Les importations et les réseaux d’échanges

Les contextes céramiques issus du château et de la « ville » de Poilvache ont également livré une importante quantité de grès6. Ces céramiques sont toutes destinées au service et à la consommation des boissons : il s’agit de pichets ou cruches, parfois décorés à la molette, de coupelles, de bouteilles, de tasses et de gobelets.

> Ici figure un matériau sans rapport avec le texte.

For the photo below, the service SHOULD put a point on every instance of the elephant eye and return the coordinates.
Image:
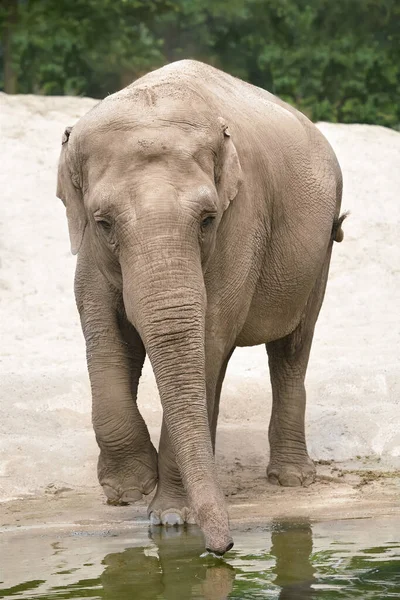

Cruche décorée à la molette. Grès à pâte gris sombre et engobe ferreux (type Langerwehe) (photo : R. Gilles © SPW-AWaP)
Cruche décorée à la molette. Grès à pâte gris sombre et engobe ferreux (type Langerwehe) (photo R. Gilles © SPW-AWaP)
Coupelle. Grès à pâte gris clair (type Siegburg) (photo : R. Gilles © SPW-AWaP)
Coupelle. Grès à pâte gris clair (type Siegburg) (photo R. Gilles © SPW-AWaP)
Coupelle. Grès à pâte gris clair (type Siegburg) (photo : R. Gilles © SPW-AWaP)
Coupelle. Grès à pâte gris clair (type Siegburg) (photo R. Gilles © SPW-AWaP)
Bouteille. Grès à pâte gris sombre et engobe ferreux (type Langerwehe) (photo : R. Gilles © SPW-AWaP)
Bouteille. Grès à pâte gris sombre et engobe ferreux (type Langerwehe) (photo R. Gilles © SPW-AWaP)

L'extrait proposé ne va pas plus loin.